In a city seemingly saturated with coffee shops, where coffee is big business, could there be room for a small, neighborhood-based, owner-operated shop to take hold? Could a space built around the relationship between the customer and the barista make a difference in the cityscape? These were the questions which Rapt Studio set out to answer with their design for the new The Coffee Movement outpost in historic San Francisco‘s Chinatown.
On an unassuming city street with the distinction of hosting a cable car route, this café – just 300 square feet – is a small space that’s turning out to have a big impact.

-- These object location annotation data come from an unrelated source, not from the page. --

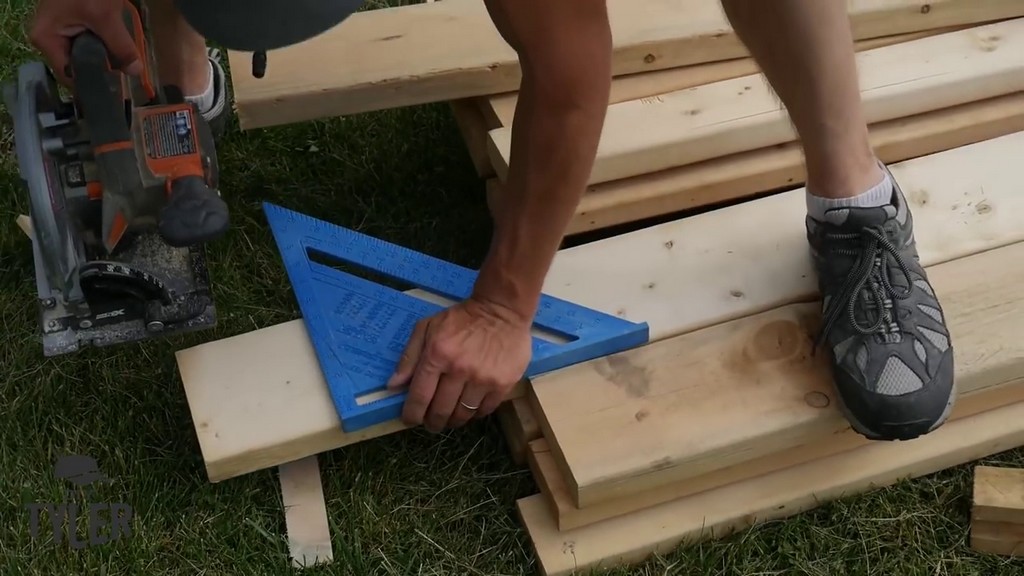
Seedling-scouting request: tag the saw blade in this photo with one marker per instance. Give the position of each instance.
(35, 95)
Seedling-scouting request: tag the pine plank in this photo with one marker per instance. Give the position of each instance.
(744, 174)
(724, 395)
(439, 51)
(253, 411)
(717, 512)
(714, 120)
(998, 495)
(499, 110)
(569, 517)
(997, 538)
(473, 128)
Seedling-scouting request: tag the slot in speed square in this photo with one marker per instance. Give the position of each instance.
(359, 328)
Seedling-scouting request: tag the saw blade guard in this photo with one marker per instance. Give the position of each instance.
(36, 93)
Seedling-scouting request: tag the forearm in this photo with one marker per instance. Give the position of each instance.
(559, 115)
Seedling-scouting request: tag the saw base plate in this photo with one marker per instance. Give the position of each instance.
(117, 319)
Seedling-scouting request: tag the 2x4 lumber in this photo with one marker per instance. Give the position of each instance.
(997, 538)
(742, 114)
(500, 110)
(717, 512)
(438, 51)
(998, 495)
(568, 517)
(614, 422)
(696, 272)
(748, 173)
(519, 426)
(305, 512)
(751, 387)
(473, 129)
(252, 410)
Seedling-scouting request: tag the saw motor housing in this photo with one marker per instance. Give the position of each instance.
(122, 179)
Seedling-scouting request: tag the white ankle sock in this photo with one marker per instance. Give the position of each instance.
(205, 100)
(879, 195)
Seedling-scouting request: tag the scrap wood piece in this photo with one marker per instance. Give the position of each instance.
(473, 128)
(568, 517)
(718, 512)
(499, 110)
(742, 114)
(998, 495)
(439, 51)
(305, 512)
(519, 425)
(1003, 538)
(748, 173)
(253, 411)
(728, 394)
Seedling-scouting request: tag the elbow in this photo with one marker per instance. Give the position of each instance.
(570, 75)
(566, 60)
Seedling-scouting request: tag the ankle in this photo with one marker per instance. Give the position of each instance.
(845, 179)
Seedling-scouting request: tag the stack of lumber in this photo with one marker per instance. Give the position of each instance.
(997, 510)
(725, 419)
(689, 123)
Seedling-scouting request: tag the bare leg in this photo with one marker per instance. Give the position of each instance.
(890, 350)
(805, 49)
(180, 51)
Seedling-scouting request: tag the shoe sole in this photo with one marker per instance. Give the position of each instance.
(903, 430)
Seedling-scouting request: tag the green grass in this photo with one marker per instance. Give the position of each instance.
(409, 503)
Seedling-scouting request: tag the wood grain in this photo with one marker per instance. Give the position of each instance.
(439, 51)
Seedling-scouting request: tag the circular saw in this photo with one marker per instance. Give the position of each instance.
(122, 182)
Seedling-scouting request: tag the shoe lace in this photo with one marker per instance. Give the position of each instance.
(868, 278)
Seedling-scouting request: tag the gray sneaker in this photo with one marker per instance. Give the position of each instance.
(890, 350)
(216, 116)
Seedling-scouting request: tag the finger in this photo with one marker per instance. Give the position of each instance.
(410, 357)
(489, 404)
(422, 389)
(53, 47)
(124, 52)
(445, 399)
(472, 396)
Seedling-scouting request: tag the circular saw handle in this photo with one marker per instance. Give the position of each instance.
(101, 97)
(99, 92)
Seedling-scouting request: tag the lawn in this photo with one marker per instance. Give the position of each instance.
(408, 503)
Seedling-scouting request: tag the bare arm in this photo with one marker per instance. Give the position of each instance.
(564, 50)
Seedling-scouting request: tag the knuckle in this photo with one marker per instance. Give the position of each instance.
(442, 352)
(419, 397)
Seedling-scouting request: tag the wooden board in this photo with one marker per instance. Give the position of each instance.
(714, 513)
(998, 494)
(742, 114)
(696, 403)
(440, 51)
(997, 538)
(692, 273)
(499, 110)
(474, 133)
(305, 512)
(568, 517)
(519, 426)
(252, 411)
(744, 174)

Rapt Studio partnered with owner Bryan Overstreet to realize his dream of serving great coffee, hand-crafted from sustainably grown beans. Bryan’s values and personality guided every design decision, leading Rapt to design an inviting, warm, and approachable environment that prioritized human connections. There’s no wall of espresso machines and pastry cases between the barista and the customer here, but instead an uncluttered area for meaningful personal interactions, where Bryan can “spread happiness through coffee.”
The design of the space is minimal but engaging, and the details are soft and purposeful. The walls are finished with a soft white wash, showing the unique hand of the person who installed them; they turn upward gracefully to the ceiling as if forming an embrace. The bar is a nude terra cotta tile that connotes a humble, raw elegance. Simple shelves hold plants, hand-thrown mugs, and packages of select beans. Copies of the daily newspaper hang from the counter, above which a curated selection of publications on coffee rests, awaiting perusal.

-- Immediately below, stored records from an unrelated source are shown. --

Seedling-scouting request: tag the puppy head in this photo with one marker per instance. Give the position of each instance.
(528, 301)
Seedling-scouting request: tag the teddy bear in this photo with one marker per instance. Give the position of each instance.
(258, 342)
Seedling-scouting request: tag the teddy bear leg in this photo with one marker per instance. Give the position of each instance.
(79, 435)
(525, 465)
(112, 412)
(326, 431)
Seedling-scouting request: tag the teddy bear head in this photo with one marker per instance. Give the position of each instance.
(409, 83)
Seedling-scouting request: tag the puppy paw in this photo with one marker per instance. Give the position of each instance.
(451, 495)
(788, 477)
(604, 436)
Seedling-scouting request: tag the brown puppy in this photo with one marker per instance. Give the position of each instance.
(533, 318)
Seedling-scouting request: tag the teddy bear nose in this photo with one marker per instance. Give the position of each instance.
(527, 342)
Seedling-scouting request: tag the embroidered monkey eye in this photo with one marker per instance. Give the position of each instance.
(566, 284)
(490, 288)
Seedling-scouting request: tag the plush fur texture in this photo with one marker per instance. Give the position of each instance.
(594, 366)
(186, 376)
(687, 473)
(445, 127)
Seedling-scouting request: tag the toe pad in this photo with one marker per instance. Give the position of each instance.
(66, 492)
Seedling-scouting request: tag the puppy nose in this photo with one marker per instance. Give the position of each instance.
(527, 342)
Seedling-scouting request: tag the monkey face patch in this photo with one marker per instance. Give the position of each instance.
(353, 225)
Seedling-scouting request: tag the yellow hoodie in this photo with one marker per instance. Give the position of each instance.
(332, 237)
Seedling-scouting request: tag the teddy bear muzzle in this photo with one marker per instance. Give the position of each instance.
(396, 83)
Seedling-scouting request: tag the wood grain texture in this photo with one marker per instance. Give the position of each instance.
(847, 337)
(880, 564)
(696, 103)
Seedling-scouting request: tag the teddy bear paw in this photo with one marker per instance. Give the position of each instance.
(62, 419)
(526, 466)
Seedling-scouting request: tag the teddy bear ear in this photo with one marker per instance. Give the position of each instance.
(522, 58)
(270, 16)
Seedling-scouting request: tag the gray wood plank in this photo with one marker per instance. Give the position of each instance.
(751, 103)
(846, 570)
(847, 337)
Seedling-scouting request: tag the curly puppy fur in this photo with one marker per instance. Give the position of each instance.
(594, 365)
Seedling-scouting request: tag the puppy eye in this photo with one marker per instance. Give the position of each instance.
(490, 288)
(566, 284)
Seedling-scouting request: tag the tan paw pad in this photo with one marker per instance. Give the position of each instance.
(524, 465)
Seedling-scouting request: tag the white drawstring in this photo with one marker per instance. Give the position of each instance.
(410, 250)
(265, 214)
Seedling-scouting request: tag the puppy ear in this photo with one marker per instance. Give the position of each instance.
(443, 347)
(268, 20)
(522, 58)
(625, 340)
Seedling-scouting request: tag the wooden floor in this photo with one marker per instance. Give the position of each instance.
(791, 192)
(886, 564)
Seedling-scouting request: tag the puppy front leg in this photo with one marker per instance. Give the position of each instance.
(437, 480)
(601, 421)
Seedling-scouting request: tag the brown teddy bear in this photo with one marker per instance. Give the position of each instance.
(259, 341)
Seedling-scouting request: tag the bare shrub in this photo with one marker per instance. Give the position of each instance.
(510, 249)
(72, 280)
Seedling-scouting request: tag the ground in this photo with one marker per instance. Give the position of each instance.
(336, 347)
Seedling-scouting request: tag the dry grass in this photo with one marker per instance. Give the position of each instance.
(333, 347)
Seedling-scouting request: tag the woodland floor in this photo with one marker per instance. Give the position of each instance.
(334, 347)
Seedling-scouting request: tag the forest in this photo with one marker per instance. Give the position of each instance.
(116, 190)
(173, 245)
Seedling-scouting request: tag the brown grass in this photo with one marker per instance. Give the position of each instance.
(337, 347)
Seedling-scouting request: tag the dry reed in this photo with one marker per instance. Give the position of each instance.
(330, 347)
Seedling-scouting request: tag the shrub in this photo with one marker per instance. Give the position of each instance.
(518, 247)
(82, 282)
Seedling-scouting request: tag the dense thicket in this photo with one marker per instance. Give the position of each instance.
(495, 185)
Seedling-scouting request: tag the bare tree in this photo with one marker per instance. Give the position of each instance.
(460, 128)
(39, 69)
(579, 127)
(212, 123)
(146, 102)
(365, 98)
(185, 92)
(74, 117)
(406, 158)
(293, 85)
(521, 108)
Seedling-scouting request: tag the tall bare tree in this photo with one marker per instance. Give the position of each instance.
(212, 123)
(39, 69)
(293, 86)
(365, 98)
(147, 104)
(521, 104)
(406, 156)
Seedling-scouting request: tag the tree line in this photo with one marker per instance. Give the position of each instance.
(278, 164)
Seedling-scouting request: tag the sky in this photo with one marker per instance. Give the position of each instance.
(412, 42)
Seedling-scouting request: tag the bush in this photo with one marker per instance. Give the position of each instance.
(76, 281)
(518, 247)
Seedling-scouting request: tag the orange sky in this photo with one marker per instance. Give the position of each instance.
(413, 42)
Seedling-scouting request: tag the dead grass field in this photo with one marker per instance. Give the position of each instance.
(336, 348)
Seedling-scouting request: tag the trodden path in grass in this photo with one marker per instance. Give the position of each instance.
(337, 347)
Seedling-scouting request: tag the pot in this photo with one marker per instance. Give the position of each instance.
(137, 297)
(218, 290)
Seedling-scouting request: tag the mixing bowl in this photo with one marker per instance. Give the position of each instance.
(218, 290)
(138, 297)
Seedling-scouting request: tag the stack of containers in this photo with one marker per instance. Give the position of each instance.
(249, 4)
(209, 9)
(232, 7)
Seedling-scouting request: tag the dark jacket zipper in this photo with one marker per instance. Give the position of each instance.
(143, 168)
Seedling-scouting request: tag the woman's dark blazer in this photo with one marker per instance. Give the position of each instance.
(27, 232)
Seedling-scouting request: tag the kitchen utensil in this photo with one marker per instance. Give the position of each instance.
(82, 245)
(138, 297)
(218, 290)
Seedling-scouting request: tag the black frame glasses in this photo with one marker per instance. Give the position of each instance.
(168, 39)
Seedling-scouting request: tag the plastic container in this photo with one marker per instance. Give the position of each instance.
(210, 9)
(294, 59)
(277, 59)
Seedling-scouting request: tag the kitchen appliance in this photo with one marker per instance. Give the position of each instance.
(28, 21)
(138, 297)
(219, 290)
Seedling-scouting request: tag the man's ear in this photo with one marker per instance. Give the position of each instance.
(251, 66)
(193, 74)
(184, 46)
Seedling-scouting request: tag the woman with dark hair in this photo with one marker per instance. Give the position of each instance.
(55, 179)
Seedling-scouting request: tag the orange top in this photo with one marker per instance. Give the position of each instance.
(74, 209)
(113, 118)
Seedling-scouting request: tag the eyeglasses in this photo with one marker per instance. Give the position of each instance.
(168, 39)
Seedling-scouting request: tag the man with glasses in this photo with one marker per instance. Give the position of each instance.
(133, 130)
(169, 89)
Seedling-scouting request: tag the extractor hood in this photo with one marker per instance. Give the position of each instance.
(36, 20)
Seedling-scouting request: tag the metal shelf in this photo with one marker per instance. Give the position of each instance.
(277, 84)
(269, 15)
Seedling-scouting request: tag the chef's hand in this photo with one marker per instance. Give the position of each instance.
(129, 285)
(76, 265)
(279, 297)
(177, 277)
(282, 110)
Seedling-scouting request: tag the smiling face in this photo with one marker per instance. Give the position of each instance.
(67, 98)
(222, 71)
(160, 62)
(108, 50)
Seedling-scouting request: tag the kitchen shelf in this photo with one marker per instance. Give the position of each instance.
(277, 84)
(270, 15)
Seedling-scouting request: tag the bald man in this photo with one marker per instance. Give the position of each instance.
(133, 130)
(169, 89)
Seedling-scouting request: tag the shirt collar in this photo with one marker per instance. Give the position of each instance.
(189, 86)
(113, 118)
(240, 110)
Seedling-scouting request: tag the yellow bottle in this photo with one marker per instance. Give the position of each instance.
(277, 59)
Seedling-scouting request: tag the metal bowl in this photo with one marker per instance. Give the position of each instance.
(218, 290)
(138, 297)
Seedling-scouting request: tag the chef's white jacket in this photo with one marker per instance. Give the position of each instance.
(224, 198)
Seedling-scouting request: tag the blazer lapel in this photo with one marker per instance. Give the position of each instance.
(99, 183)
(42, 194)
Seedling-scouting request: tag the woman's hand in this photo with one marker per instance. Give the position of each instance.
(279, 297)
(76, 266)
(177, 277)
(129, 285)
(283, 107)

Custom wooden bar-height tabletops feature inlays of corten steel and sit under handcrafted alabaster sconces – a perfect place to perch and watch cable cars whistle by. Benches out front capture the morning sun.
The space, bespoke and decidedly local, is every inch an extension of its proprietor, Bryan, and the relationship he wanted to build with the neighborhood. And the soft palette is meant to encourage more important things to shine – conversation, meaningful interaction, and connections. Perhaps not so surprisingly, this café has already become a meaningful part of the community and a destination all its own.